In Bezug auf Medikamente hatte eine Studie herausgefunden, dass Fluvoxamin bei der Kontrolle von MD helfen kann. Im Laufe der Jahre sind auch eine Reihe von Online-Communitys von maladaptiven Tagträumern entstanden, um sich gegenseitig zu helfen. Wenn die medizinische Gemeinschaft die Störung offiziell anerkennt, wird es möglicherweise differenziertere Ansätze geben, um diejenigen zu behandeln, die von ihren Tagträumen als Geiseln gehalten werden.

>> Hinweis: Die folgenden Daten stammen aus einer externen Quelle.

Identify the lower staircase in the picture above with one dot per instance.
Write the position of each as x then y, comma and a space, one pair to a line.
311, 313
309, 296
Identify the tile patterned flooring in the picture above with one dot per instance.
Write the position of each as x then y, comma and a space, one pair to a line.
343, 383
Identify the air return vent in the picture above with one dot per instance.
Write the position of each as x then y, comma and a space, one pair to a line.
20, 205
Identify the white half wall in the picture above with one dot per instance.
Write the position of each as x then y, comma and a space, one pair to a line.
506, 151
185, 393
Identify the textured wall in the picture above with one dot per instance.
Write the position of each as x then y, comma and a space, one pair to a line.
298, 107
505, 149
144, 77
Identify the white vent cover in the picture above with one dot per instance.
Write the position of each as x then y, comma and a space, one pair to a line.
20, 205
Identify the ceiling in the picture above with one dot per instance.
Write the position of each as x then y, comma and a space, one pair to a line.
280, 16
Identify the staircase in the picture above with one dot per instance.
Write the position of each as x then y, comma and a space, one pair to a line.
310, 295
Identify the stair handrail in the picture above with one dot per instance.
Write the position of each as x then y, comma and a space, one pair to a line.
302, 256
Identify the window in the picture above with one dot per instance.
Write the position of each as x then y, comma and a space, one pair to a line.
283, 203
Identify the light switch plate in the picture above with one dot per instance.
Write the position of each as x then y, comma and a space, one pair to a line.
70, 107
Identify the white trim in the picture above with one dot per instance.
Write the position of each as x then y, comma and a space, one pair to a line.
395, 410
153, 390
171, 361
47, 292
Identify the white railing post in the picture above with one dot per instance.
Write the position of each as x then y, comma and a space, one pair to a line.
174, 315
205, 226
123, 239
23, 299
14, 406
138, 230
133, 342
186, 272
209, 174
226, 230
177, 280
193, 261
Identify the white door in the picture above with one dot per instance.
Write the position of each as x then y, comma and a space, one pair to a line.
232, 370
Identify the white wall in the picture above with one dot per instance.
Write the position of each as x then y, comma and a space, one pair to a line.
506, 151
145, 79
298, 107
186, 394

Maladaptives Tagträumen ist immer noch kein offiziell anerkannter Zustand, aber es ist klar, dass Menschen auf der ganzen Welt dieselben Symptome haben: die hypnotischen Bewegungen, die Handlungen, Charaktere und die lähmende Unfähigkeit, sich auf die reale Welt zu konzentrieren.